Could Ppk (Overall capability) be lower than the lowest Cpk (sample capability)?

notneo

Registered
Is that because it is considered proprietary, or because you cannot find an option to upload it? If the former, can you add/subtract a constant to all the data so it anonymizes the data? If the latter, once you make a total of 5 posts, you will be able to upload files.
Its the former. I will prepare the data and try to upload.
 

Bev D

Heretical Statistician
Leader
Super Moderator
Here is a bit more in-depth information on why “outlier tests” are not appropriate for capability studies of any kind. This is posted for you and other lurkers who will no doubt read this thread no or in the future…

Remember that the aforementioned mentioned reason for outlier detection is to ‘signal’ that there may be (or may not be) an invalid result that is not real. If you can validate thru scientific knowledge and logic that the result is a typo, mis-reading, invalid test, impossible result etc. then that data point may be censored. if the result is real (it actually happened) you cannot censor it as it will occur in the future. remember too that most outlier detection formulas use 95% ‘fences’. This means that if you have 20 values, 5 of them will be beyond the fences, if you have a bell shaped distribution. If you have a skewed or uniform type distribution the number of values beyond the fences will be even greater, since most Outlier detection formulas are based on a theoretically Normal distribution. If your process actually looks like the diagram you posted (lot to lot variation being much larger than within lot variation ) you have a near uniform distribution. The outlier detection is only detecting values that are in fact real and ‘out there’.

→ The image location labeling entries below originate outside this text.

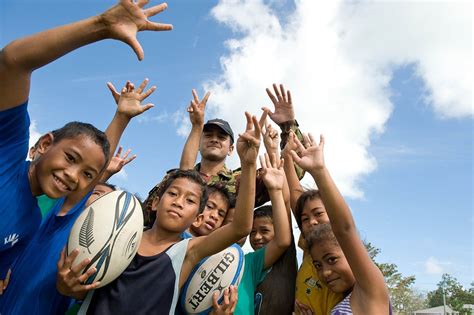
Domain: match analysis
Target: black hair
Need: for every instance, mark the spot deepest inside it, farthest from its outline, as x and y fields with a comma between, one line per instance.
x=159, y=190
x=264, y=211
x=76, y=129
x=300, y=203
x=321, y=233
x=106, y=184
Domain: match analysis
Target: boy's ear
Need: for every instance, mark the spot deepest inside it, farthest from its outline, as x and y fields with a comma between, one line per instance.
x=154, y=203
x=45, y=143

Capability calculations are not intended to be done until the process in question is shown to be stable and predictable. Capability calculations on an unpredictable process are meaningless. We determine stability and predictability using an appropriate control chart. When the control chart indicates an assignable - and correctable* - cause, the process is corrected to eliminate or control the assignable cause. Some people incorrectly refer to the control chart rules as ‘outlier detection’ or directly substitute outlier detection math (such as the default JMP outlier detection formula you have used) for control limits. This is a misuse of outlier detection math and a complete non-understanding of Control Charts and how they work.

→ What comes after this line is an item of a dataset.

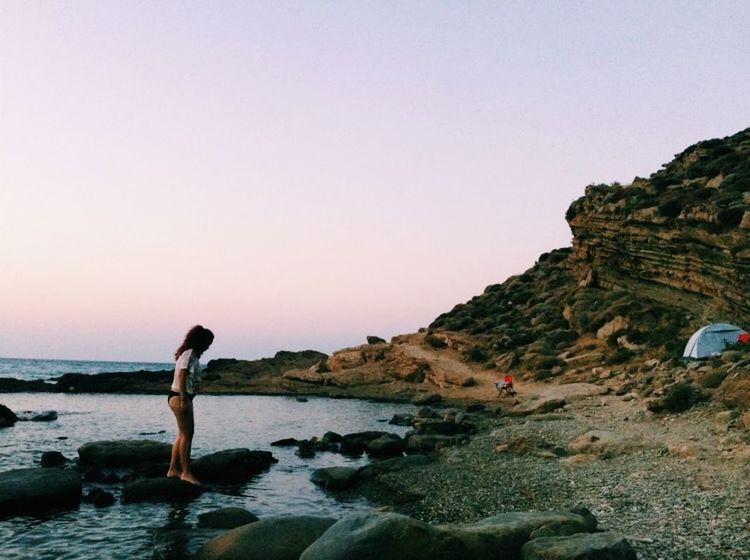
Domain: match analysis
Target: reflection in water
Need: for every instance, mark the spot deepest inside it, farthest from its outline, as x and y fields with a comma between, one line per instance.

Once the control chart demonstrates stability and predictability it is time for a capability (Cpk, short term capability) and Ppk (long term / performance ‘capability’) calculations. This is also why calculating capability indices for each lot or day is plain stupid and misleading. Think about it…

If you want to know a little more I suggest reading my paper on Statistical Alchemy in the resources section…

Control Charts and other quality engineering methods are not simple or easy. They are as complex as any other engineering or scientific discipline. It takes time to study and understand to become knowledgeable and proficient in their use. It is not as simple as reading something a google search turned up and then throwing some data into a software package and thinking the software will churn out the right answer.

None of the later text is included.